Le bilan de réalité de la 5G
Cinq ans après le lancement commercial de la 5G, l'écart entre la promesse et la réalité est difficile à ignorer. Les opérateurs ont dépensé plus de 200 milliards de dollars en spectre et infrastructure dans le monde. Les débits moyens se sont améliorés de 2 à 3 fois par rapport à la 4G — bien loin du marketing « 100 fois plus rapide ». L'adoption entreprise de la 5G reste de niche. La « révolution 5G » pour le grand public se résume largement à une nouvelle icône sur le téléphone.
Ce n'est pas un échec de la technologie — la 5G répond à ses spécifications. C'est un échec de stratégie de déploiement, d'alignement du modèle économique et de gestion des attentes. Les planificateurs de la 6G sont attentifs.
Leçon 1 : la couverture bat la vitesse
Le pari précoce des opérateurs américains sur le mmWave (28/39 GHz) a produit des démonstrations de vitesse impressionnantes mais une couverture terrible. L'Ultra Wideband de Verizon couvrait quelques pâtés de maisons par cellule. Les utilisateurs marchaient 50 mètres et revenaient en 4G. La stratégie de bande médiane de T-Mobile (2,5 GHz) a gagné la guerre de la couverture — et la guerre des abonnés.
Implication 6G : Les bandes Sub-THz (au-dessus de 100 GHz) feront partie de la 6G, mais uniquement comme couche de capacité. L'expérience 6G principale doit fonctionner dans les bandes plus basses (7-24 GHz) où la couverture est viable.
Leçon 2 : Le découpage réseau a besoin d'un acheteur
Le découpage réseau devait être le modèle économique phare de la 5G — vendre des réseaux virtuels personnalisés aux entreprises. Sept ans plus tard, moins de 5 % des opérateurs proposent un découpage commercial. La technologie fonctionne ; l'argumentaire commercial non. Les entreprises ne comprennent pas le découpage, ne font pas confiance aux SLA, et ne peuvent pas justifier le surcoût par rapport à la connectivité best-effort.
Implication 6G : La 6G devrait intégrer des services différenciés (ultra-faible latence, bande passante garantie) dans l'architecture par défaut, et non comme un complément premium. Des niveaux de qualité, pas des tranches personnalisées.
Leçon 3 : le Standalone a pris trop de temps
La plupart des déploiements 5G restent « Non Standalone » — radio 5G boulonnée sur des coeurs de réseau 4G. Cela signifie pas de nouvelles capacités coeur (calcul en périphérie, découpage, ultra-faible latence). La 5G Standalone nécessite de remplacer tout le coeur — coûteux et risqué. De nombreux opérateurs n'achèveront pas la migration avant l'arrivée de la 6G.
Implication 6G : La 6G doit être conçue pour un déploiement incrémental dès le premier jour. La compatibilité ascendante avec la 5G NR est non négociable. L'approche « rupture nette » retarde l'adoption de plusieurs années.
Leçon 4 : les cas d'usage grand public ont été survendus
Streaming VR, appels holographiques, voitures autonomes — le marketing de la 5G a promis des expériences consommateur transformatrices. Aucune ne s'est concrétisée à grande échelle. La vraie valeur consommateur de la 5G : des téléchargements plus rapides et du streaming plus fiable dans les zones congestionnées. Important mais pas révolutionnaire.

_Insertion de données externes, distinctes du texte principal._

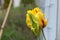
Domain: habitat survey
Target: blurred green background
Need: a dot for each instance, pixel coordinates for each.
(16, 28)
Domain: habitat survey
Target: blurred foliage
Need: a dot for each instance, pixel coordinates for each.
(15, 28)
(5, 4)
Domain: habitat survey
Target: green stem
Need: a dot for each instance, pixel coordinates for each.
(43, 34)
(38, 38)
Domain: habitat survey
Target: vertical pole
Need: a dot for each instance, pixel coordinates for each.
(5, 19)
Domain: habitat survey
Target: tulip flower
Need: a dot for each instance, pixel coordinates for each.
(35, 20)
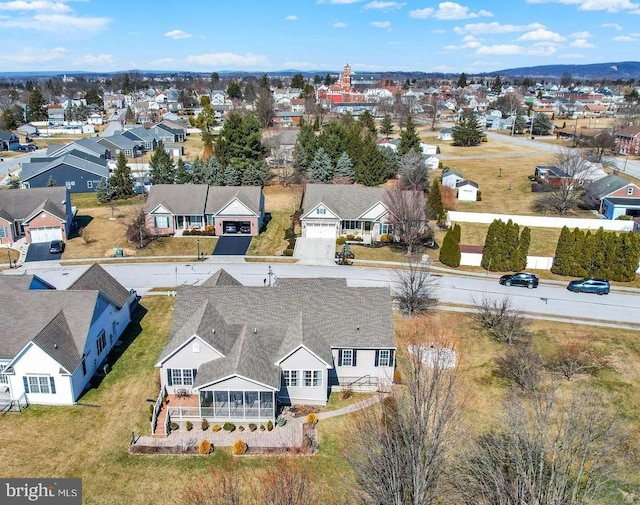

Implication 6G : Mener avec des cas d'usage entreprise et industriels au ROI clair — automatisation d'usines, agriculture de précision, logistique autonome. Les bénéfices consommateur suivront l'infrastructure construite pour l'industrie.
Leçon 5 : Open RAN est plus difficile que prévu
Open RAN devait briser le verrouillage fournisseur et réduire les coûts. En pratique, l'intégration multi-fournisseurs est complexe, les performances sont en retrait par rapport aux solutions intégrées, et les économies sont marginales. Open RAN a un avenir — mais c'est une transition de 10 ans, pas une disruption de 3 ans.
Implication 6G : Concevoir pour l'ouverture au niveau architectural (API standardisées, interfaces de modèles IA) plutôt que d'essayer de désagréger après coup. Interopérabilité par conception, pas en rétrofit.
Le bilan
La 6G ne réussira pas en étant « une 5G plus rapide ». Elle doit résoudre les problèmes que la 5G a créés : stratégies spectrales fragmentées, modèles économiques manquants, migrations de coeur lentes, et cas d'usage consommateur survendus. La technologie sera là. La question est de savoir si l'industrie a suffisamment appris pour la déployer correctement.